The lots now range in size from roughly a quarter to a third of an acre and are priced at $47,500 to $75,000, which compares with reported asking prices of around $150,000 for some lots there before the development fell into foreclosure, Boswell says.

He says he expects the larger lots and lowered prices, obviously a reflection of the weaker housing market now, to stir strong interest in the development.

"You get to the price point where people can actually afford to be in there," he says. "I'm very excited. We're very busy with prospective buyers."

A total of seven homes had been completed at Elk Ridge before the new ownership group acquired it from Sterling Bank in late last June, he says. Documents filed with Spokane County show that it paid $1 million for the property.

"As of right now, we have seven more under construction," he says. "One is sold, one is a model home, and the rest are speculative."

Camden Homes Inc., Morse Western Homes, and Emerald Stone Homes, all of Spokane, are the three builders now working in the development, Boswell says. He says he and Redd are representing Camden and Morse Western as listing agents there, and Steve James, of John L. Scott, is representing Emerald Stone. Boswell declines to identify the owners of D & J Elk Ridge Heights LLC, but state corporation documents listed its governing members as Douglas Main and Jeffrey Amistoso, both of Spokane.

Retired direct-marketing industry executive Gordon Cawthray and his wife bought the first lot in the development and had a custom home built there, which for a long time was one of only two homes occupied there. He says he met with Main and Amistoso when D & J acquired the development site to discuss their vision for it and is excited about the resumption of building activity there.

"For one, I'm very pleased because we were probably a few years away from having very serious problems," Cawthray says, due to deferred maintenance because the originally founded homeowners' association there had lapsed.

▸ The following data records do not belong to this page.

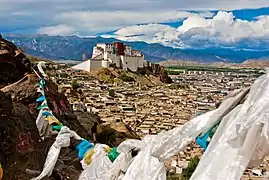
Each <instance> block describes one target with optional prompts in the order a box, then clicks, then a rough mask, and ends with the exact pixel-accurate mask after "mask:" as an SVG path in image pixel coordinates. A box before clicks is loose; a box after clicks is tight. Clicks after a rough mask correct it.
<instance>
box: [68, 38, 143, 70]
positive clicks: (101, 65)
mask: <svg viewBox="0 0 269 180" xmlns="http://www.w3.org/2000/svg"><path fill="white" fill-rule="evenodd" d="M144 64H146V61H145V59H144V55H143V54H142V53H141V51H137V50H132V48H131V46H129V45H125V44H123V43H121V42H115V43H113V44H109V43H98V44H96V46H95V47H94V48H93V53H92V57H91V59H88V60H86V61H83V62H82V63H80V64H78V65H76V66H73V67H72V68H73V69H79V70H85V71H88V72H90V71H92V70H95V69H98V68H102V67H104V68H108V67H110V66H112V65H114V66H116V67H118V68H122V69H124V70H127V69H129V70H131V71H134V72H135V71H137V70H138V68H143V67H144Z"/></svg>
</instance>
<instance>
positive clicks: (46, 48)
mask: <svg viewBox="0 0 269 180" xmlns="http://www.w3.org/2000/svg"><path fill="white" fill-rule="evenodd" d="M4 37H5V38H6V39H7V40H9V41H11V42H13V43H14V44H16V45H17V46H19V47H20V48H21V49H23V50H24V51H25V53H27V54H29V55H33V56H39V57H43V58H48V59H53V60H77V61H81V60H82V55H83V53H85V54H86V56H87V57H91V54H92V49H93V47H94V46H95V45H96V43H112V42H115V41H120V40H117V39H114V38H102V37H78V36H48V35H17V34H16V35H14V34H6V35H4ZM121 42H124V41H121ZM124 43H125V44H128V45H131V46H132V48H133V49H136V50H141V51H142V52H143V53H144V55H145V59H146V60H149V61H151V62H160V61H164V60H168V59H172V60H184V61H196V62H203V63H211V62H235V63H240V62H243V61H245V60H249V59H259V60H260V59H269V51H267V50H263V51H261V50H259V51H258V50H248V49H241V50H238V49H232V48H223V47H214V48H204V49H194V48H189V49H180V48H173V47H167V46H164V45H161V44H158V43H153V44H149V43H145V42H124Z"/></svg>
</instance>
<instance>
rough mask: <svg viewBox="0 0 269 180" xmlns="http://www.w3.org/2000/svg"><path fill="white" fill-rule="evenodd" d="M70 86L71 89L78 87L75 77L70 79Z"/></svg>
mask: <svg viewBox="0 0 269 180" xmlns="http://www.w3.org/2000/svg"><path fill="white" fill-rule="evenodd" d="M71 86H72V88H73V90H76V89H78V88H79V84H78V82H77V80H75V79H74V80H72V82H71Z"/></svg>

He now is head of the re-established homeowners' association and he says he's not concerned that most of the homes planned there will have values several hundred thousand dollars less than his home on Copper River Lane.

"I was more concerned with having a quality investor come in that would fund the necessary improvements and just the maintenance issues that needed to be taken care of," Cawthray says. "We're here for the long haul. We're very happy here. I think there's a wonderful opportunity for it to be a very vibrant community."

The Elk Ridge development site reverted back to Sterling in April 2010 after falling into foreclosure. The bank took over ownership after failing to attract any acceptable bids at a trustee's auction to cover a $5.7 million past-due debt, records show. Sterling at that time was having its own well-publicized financial difficulties, stemming heavily from real estate loans.

By that point, Elk Ridge investors already had put a substantial amount of money into the property, including for some of the infrastructure, streets, and a large landscaped entryway.

A published legal notice said the trustee's sale was scheduled after SV 261 LLC, of Bellevue, Wash., which had entered into a deed of trust in August 2006 to acquire the property, fell into default on a principal loan of $4.8 million, plus accumulated interest, fees, and costs of another $879,000. County records identified Elk Ridge Development Group as the managing member of SV 261.

The project got preliminary approval from Spokane County in February 2006, and the platting of the 136 lots originally in the first phase was recorded in April 2007, clearing the way for the developers to sell lots in that phase to consumers.

Jim Maki, a Spokane-based investor involved in the project back then, told the Journal in January 2006 that home prices in the development would start at $375,000, but that the majority of the homes would be priced at between $500,000 and $600,000. Five Spokane-area contractors were lined up to build homes in the development, he said.